The Green Turtle is a superhero originally published by Rural Home Publications. He first appeared in Blazing Comics (1944), and was created by Chinese-American cartoonist Chu F. Hing. While the original run of the character lasted only five issues, the Green Turtle is notable for three factors. First, during WWII, the stories represented the Chinese in U.S. popular media as heroic partners fighting the Axis. One issue begins with the banner 美國及中華民國 (the United States united with the Chinese Republic), and features a U.S. general joining Chinese guerrillas in battle.

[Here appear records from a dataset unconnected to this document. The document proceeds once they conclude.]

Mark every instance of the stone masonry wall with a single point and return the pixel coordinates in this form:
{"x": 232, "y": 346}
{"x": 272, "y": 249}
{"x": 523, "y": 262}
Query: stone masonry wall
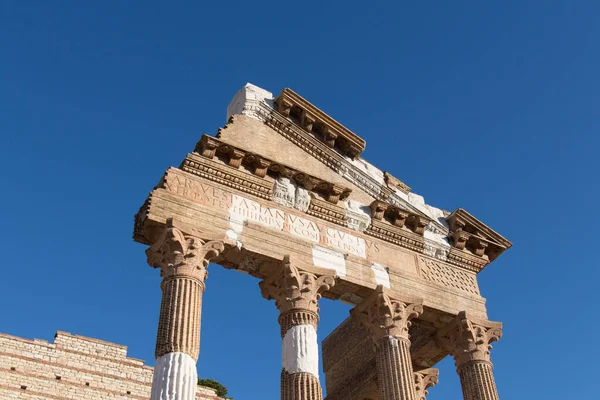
{"x": 74, "y": 367}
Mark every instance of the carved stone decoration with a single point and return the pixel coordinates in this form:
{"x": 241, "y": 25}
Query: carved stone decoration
{"x": 425, "y": 379}
{"x": 287, "y": 192}
{"x": 467, "y": 232}
{"x": 177, "y": 254}
{"x": 250, "y": 264}
{"x": 183, "y": 260}
{"x": 470, "y": 340}
{"x": 294, "y": 288}
{"x": 386, "y": 317}
{"x": 396, "y": 183}
{"x": 313, "y": 120}
{"x": 388, "y": 321}
{"x": 358, "y": 217}
{"x": 378, "y": 209}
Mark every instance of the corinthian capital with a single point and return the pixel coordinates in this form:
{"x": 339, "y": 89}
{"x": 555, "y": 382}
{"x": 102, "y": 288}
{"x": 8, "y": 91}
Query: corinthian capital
{"x": 178, "y": 254}
{"x": 469, "y": 339}
{"x": 384, "y": 316}
{"x": 293, "y": 288}
{"x": 424, "y": 380}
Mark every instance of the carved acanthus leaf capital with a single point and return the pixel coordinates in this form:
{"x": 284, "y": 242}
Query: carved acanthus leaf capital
{"x": 294, "y": 288}
{"x": 470, "y": 340}
{"x": 424, "y": 380}
{"x": 178, "y": 254}
{"x": 385, "y": 317}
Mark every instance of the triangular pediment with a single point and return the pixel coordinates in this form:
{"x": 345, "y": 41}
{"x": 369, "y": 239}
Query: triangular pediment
{"x": 285, "y": 150}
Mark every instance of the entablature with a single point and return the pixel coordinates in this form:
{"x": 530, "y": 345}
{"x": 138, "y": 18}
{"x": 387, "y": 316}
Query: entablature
{"x": 209, "y": 147}
{"x": 311, "y": 119}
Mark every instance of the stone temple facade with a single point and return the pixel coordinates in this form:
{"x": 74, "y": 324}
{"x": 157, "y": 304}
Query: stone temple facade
{"x": 74, "y": 368}
{"x": 281, "y": 193}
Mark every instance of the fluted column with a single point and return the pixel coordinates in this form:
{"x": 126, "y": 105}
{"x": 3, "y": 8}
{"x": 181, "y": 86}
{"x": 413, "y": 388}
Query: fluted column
{"x": 183, "y": 260}
{"x": 469, "y": 341}
{"x": 425, "y": 379}
{"x": 296, "y": 292}
{"x": 388, "y": 321}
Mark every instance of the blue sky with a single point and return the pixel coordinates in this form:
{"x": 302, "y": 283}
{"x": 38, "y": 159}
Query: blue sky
{"x": 488, "y": 106}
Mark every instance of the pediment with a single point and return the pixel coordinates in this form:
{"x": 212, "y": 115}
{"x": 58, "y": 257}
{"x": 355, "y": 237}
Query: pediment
{"x": 285, "y": 150}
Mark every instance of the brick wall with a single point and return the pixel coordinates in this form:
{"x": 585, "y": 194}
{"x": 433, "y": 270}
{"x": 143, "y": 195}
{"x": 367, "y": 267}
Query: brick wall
{"x": 73, "y": 367}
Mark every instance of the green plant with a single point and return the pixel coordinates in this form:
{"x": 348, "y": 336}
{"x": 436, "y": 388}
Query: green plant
{"x": 211, "y": 383}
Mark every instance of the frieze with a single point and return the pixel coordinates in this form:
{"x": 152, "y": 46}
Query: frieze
{"x": 285, "y": 177}
{"x": 241, "y": 209}
{"x": 449, "y": 276}
{"x": 389, "y": 233}
{"x": 335, "y": 161}
{"x": 216, "y": 172}
{"x": 315, "y": 121}
{"x": 327, "y": 211}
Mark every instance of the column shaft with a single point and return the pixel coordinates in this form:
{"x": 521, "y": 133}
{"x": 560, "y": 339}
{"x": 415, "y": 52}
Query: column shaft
{"x": 296, "y": 292}
{"x": 477, "y": 381}
{"x": 179, "y": 321}
{"x": 395, "y": 379}
{"x": 183, "y": 260}
{"x": 300, "y": 356}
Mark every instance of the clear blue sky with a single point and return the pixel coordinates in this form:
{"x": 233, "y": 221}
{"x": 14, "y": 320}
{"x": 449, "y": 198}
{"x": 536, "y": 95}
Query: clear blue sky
{"x": 488, "y": 106}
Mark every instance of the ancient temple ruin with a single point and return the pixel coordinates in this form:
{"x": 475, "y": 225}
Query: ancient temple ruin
{"x": 281, "y": 193}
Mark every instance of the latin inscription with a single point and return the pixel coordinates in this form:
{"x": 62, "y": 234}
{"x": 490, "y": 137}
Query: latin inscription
{"x": 242, "y": 209}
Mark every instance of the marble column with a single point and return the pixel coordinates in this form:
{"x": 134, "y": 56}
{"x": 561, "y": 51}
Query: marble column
{"x": 469, "y": 341}
{"x": 183, "y": 260}
{"x": 388, "y": 320}
{"x": 296, "y": 291}
{"x": 425, "y": 379}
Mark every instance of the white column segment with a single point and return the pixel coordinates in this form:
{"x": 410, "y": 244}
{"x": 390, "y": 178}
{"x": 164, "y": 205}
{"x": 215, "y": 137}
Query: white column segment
{"x": 300, "y": 350}
{"x": 175, "y": 377}
{"x": 381, "y": 275}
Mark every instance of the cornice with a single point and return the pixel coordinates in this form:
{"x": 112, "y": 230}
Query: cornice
{"x": 332, "y": 159}
{"x": 467, "y": 232}
{"x": 209, "y": 147}
{"x": 315, "y": 121}
{"x": 220, "y": 162}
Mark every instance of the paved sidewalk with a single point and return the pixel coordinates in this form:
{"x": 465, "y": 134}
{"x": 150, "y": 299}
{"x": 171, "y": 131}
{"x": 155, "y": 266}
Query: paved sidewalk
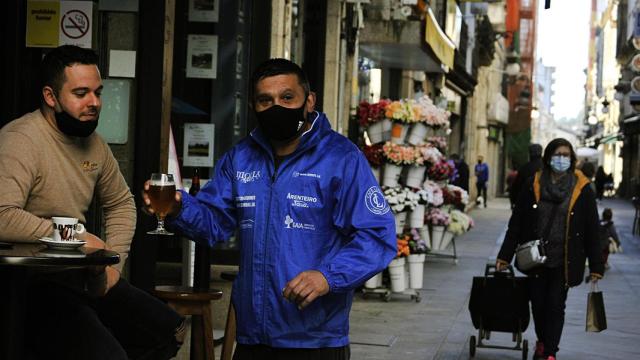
{"x": 439, "y": 327}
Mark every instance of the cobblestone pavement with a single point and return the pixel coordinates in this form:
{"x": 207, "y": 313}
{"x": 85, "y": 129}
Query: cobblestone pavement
{"x": 439, "y": 326}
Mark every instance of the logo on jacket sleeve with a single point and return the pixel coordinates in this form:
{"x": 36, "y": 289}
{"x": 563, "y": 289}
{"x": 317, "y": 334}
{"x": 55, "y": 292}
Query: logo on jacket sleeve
{"x": 289, "y": 223}
{"x": 247, "y": 176}
{"x": 374, "y": 199}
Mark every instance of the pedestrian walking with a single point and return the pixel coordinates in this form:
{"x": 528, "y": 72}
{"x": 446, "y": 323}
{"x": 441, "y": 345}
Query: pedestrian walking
{"x": 557, "y": 199}
{"x": 482, "y": 177}
{"x": 526, "y": 172}
{"x": 601, "y": 180}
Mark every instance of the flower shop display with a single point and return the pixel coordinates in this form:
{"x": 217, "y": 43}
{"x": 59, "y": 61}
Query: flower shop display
{"x": 408, "y": 153}
{"x": 439, "y": 171}
{"x": 374, "y": 156}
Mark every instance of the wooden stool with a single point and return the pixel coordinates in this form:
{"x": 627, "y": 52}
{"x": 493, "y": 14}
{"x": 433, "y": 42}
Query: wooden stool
{"x": 230, "y": 326}
{"x": 189, "y": 301}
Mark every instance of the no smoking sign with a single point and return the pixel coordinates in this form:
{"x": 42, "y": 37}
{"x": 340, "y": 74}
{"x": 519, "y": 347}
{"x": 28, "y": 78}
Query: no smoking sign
{"x": 75, "y": 24}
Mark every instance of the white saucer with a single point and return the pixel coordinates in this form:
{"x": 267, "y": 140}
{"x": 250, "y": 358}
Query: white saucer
{"x": 61, "y": 245}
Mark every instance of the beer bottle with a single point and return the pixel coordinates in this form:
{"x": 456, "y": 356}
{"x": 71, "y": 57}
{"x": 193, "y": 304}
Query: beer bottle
{"x": 195, "y": 184}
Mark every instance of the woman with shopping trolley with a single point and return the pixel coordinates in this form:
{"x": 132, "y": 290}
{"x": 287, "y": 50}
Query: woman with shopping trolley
{"x": 558, "y": 209}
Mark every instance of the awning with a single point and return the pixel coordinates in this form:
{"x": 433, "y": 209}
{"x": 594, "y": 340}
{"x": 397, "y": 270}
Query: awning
{"x": 439, "y": 42}
{"x": 399, "y": 56}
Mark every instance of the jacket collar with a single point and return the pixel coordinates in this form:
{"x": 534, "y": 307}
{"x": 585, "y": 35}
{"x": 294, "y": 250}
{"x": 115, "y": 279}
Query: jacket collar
{"x": 581, "y": 182}
{"x": 320, "y": 127}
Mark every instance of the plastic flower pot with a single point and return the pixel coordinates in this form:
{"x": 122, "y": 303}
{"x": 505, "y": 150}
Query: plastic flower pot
{"x": 416, "y": 217}
{"x": 396, "y": 274}
{"x": 446, "y": 240}
{"x": 391, "y": 175}
{"x": 374, "y": 282}
{"x": 401, "y": 219}
{"x": 416, "y": 270}
{"x": 398, "y": 132}
{"x": 424, "y": 235}
{"x": 418, "y": 134}
{"x": 436, "y": 236}
{"x": 415, "y": 176}
{"x": 375, "y": 132}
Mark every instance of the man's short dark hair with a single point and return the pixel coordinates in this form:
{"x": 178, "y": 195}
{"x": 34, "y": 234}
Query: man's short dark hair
{"x": 551, "y": 148}
{"x": 273, "y": 67}
{"x": 54, "y": 63}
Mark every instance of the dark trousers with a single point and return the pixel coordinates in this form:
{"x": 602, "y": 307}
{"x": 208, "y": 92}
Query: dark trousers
{"x": 548, "y": 297}
{"x": 482, "y": 191}
{"x": 259, "y": 352}
{"x": 126, "y": 323}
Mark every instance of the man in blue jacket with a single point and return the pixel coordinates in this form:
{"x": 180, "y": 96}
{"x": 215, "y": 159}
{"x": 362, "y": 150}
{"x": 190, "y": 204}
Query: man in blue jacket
{"x": 313, "y": 224}
{"x": 482, "y": 177}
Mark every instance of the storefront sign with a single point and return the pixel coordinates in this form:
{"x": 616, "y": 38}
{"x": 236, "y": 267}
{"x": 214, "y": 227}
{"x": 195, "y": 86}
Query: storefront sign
{"x": 441, "y": 45}
{"x": 202, "y": 56}
{"x": 55, "y": 23}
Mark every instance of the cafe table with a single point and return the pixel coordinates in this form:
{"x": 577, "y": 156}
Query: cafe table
{"x": 16, "y": 263}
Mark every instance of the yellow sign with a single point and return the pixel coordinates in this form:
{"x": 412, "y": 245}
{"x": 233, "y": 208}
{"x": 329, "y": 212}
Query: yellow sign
{"x": 441, "y": 45}
{"x": 43, "y": 18}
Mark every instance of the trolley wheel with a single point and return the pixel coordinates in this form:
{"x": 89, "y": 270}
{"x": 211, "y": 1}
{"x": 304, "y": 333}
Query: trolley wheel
{"x": 472, "y": 346}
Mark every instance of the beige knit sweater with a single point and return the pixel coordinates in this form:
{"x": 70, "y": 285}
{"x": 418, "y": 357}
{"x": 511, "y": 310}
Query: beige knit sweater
{"x": 44, "y": 173}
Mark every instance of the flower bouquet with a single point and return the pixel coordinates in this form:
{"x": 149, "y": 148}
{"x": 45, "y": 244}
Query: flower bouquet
{"x": 459, "y": 222}
{"x": 434, "y": 195}
{"x": 455, "y": 195}
{"x": 439, "y": 171}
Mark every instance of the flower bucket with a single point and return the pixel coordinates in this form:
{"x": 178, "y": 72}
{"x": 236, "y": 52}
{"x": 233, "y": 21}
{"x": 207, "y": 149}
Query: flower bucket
{"x": 401, "y": 220}
{"x": 446, "y": 240}
{"x": 436, "y": 236}
{"x": 374, "y": 282}
{"x": 396, "y": 273}
{"x": 391, "y": 174}
{"x": 416, "y": 217}
{"x": 398, "y": 132}
{"x": 415, "y": 176}
{"x": 424, "y": 235}
{"x": 416, "y": 270}
{"x": 376, "y": 173}
{"x": 418, "y": 134}
{"x": 375, "y": 132}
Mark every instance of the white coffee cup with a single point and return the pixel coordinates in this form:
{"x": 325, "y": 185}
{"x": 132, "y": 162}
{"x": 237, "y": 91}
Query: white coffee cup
{"x": 66, "y": 229}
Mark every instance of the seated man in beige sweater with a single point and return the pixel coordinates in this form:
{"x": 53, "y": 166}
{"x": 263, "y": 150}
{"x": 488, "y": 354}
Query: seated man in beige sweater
{"x": 52, "y": 163}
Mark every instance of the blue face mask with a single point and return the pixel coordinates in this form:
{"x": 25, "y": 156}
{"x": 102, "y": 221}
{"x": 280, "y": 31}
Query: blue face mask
{"x": 560, "y": 163}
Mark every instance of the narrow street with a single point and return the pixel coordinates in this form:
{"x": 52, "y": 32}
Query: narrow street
{"x": 439, "y": 326}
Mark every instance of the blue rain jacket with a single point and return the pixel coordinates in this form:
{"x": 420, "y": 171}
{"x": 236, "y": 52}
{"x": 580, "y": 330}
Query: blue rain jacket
{"x": 321, "y": 210}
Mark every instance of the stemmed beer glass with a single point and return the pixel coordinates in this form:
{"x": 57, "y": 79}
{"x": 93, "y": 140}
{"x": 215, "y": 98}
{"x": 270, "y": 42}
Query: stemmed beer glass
{"x": 162, "y": 192}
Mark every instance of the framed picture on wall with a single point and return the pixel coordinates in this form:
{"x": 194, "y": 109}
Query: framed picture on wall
{"x": 203, "y": 10}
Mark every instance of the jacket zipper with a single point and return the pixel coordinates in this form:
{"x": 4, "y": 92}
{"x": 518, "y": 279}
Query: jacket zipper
{"x": 264, "y": 253}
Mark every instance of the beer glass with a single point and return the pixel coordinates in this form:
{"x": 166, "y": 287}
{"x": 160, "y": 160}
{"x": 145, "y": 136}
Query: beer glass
{"x": 162, "y": 192}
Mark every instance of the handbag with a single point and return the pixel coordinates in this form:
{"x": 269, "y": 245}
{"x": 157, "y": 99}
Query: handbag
{"x": 596, "y": 317}
{"x": 532, "y": 253}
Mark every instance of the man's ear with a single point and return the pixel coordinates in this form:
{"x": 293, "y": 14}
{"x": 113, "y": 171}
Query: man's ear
{"x": 311, "y": 101}
{"x": 48, "y": 96}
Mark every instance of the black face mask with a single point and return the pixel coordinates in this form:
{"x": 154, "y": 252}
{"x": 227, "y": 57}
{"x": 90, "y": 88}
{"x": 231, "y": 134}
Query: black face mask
{"x": 280, "y": 123}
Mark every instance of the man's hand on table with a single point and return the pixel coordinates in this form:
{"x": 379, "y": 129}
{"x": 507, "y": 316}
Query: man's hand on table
{"x": 305, "y": 288}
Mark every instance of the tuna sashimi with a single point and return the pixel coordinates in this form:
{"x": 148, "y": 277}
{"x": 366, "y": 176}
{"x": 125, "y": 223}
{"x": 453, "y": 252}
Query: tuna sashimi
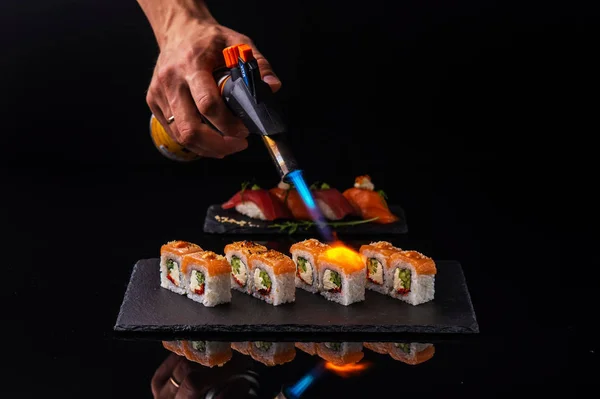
{"x": 369, "y": 203}
{"x": 257, "y": 203}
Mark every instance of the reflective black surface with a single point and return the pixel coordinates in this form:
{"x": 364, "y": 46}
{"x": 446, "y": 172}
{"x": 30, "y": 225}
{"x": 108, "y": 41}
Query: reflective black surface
{"x": 480, "y": 134}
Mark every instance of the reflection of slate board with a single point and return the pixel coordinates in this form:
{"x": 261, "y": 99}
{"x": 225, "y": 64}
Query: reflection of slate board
{"x": 212, "y": 225}
{"x": 149, "y": 310}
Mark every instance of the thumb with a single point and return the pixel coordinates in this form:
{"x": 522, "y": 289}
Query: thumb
{"x": 266, "y": 71}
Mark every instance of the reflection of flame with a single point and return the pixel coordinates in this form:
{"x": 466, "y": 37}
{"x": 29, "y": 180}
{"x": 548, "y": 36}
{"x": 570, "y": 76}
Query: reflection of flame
{"x": 347, "y": 370}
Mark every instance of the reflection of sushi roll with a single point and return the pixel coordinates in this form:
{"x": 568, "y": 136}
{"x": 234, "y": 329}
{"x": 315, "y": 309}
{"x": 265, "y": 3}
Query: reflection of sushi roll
{"x": 272, "y": 353}
{"x": 411, "y": 353}
{"x": 342, "y": 273}
{"x": 308, "y": 347}
{"x": 305, "y": 254}
{"x": 272, "y": 276}
{"x": 242, "y": 347}
{"x": 413, "y": 277}
{"x": 207, "y": 353}
{"x": 237, "y": 254}
{"x": 206, "y": 278}
{"x": 171, "y": 256}
{"x": 341, "y": 353}
{"x": 377, "y": 256}
{"x": 174, "y": 346}
{"x": 378, "y": 347}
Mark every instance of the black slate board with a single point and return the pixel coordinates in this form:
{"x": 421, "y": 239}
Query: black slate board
{"x": 212, "y": 225}
{"x": 150, "y": 310}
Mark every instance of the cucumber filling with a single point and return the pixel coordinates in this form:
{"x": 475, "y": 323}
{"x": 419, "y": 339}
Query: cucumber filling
{"x": 239, "y": 271}
{"x": 375, "y": 271}
{"x": 305, "y": 270}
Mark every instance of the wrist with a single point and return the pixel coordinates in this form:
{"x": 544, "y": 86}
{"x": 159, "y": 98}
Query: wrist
{"x": 168, "y": 17}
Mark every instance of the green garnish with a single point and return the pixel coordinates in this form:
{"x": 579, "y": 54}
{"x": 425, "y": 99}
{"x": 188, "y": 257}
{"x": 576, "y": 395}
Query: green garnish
{"x": 200, "y": 346}
{"x": 265, "y": 279}
{"x": 199, "y": 278}
{"x": 263, "y": 345}
{"x": 170, "y": 264}
{"x": 373, "y": 264}
{"x": 335, "y": 278}
{"x": 405, "y": 347}
{"x": 292, "y": 227}
{"x": 235, "y": 264}
{"x": 336, "y": 346}
{"x": 302, "y": 264}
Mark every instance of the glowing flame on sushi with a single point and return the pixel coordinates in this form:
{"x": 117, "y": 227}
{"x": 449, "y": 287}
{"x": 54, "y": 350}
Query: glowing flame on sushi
{"x": 347, "y": 370}
{"x": 340, "y": 253}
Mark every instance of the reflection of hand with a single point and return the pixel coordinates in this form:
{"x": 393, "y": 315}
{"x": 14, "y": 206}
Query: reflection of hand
{"x": 179, "y": 378}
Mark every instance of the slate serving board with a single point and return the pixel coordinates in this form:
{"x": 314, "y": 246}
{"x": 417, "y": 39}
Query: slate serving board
{"x": 150, "y": 310}
{"x": 212, "y": 225}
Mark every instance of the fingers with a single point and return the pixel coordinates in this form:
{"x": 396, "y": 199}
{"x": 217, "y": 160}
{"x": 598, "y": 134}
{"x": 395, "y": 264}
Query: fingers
{"x": 210, "y": 104}
{"x": 189, "y": 129}
{"x": 266, "y": 71}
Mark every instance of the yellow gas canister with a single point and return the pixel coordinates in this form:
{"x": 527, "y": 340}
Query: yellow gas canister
{"x": 167, "y": 146}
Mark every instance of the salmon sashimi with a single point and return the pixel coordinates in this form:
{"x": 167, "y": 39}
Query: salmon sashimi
{"x": 257, "y": 203}
{"x": 369, "y": 203}
{"x": 331, "y": 202}
{"x": 291, "y": 200}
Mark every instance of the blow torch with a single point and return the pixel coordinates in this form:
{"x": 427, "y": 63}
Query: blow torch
{"x": 249, "y": 98}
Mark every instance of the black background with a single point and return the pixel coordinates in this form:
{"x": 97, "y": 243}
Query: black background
{"x": 478, "y": 117}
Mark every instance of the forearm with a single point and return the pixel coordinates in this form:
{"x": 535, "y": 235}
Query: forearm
{"x": 163, "y": 15}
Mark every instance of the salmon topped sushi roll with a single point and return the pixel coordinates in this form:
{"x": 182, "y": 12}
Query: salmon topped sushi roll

During the war, U.S. depictions of the Pacific theatre were typically racialized; the "Yellow Peril" stereotypes applied to the Japanese were originally anti-Chinese and portrayed Asians as racial enemies of Western civilization. Second, the character is often identified as the first Asian-American comic book hero. These factors inspired a contemporary graphic novel on the Green Turtle, Shadow Hero, by Gene Luen Yang, whose American Born Chinese was the first work in a comics format to be nominated for the National Book Award.

Character history
The Green Turtle aided the Chinese in guerrilla warfare against the Japanese invaders in World War II. He wore a green cowl and a cloak with a turtle-shell design. Most origin stories around the comic say that Hing initially wanted to make him an overtly Chinese hero, but his publisher would not allow this, believing there would not be a sufficient market for an Asian superhero, so Hing never drew the character without his mask. He had a sidekick, Burma Boy, a young beggar whom the Green Turtle rescued from execution by the Japanese army. He also had a manservant, Wun Too.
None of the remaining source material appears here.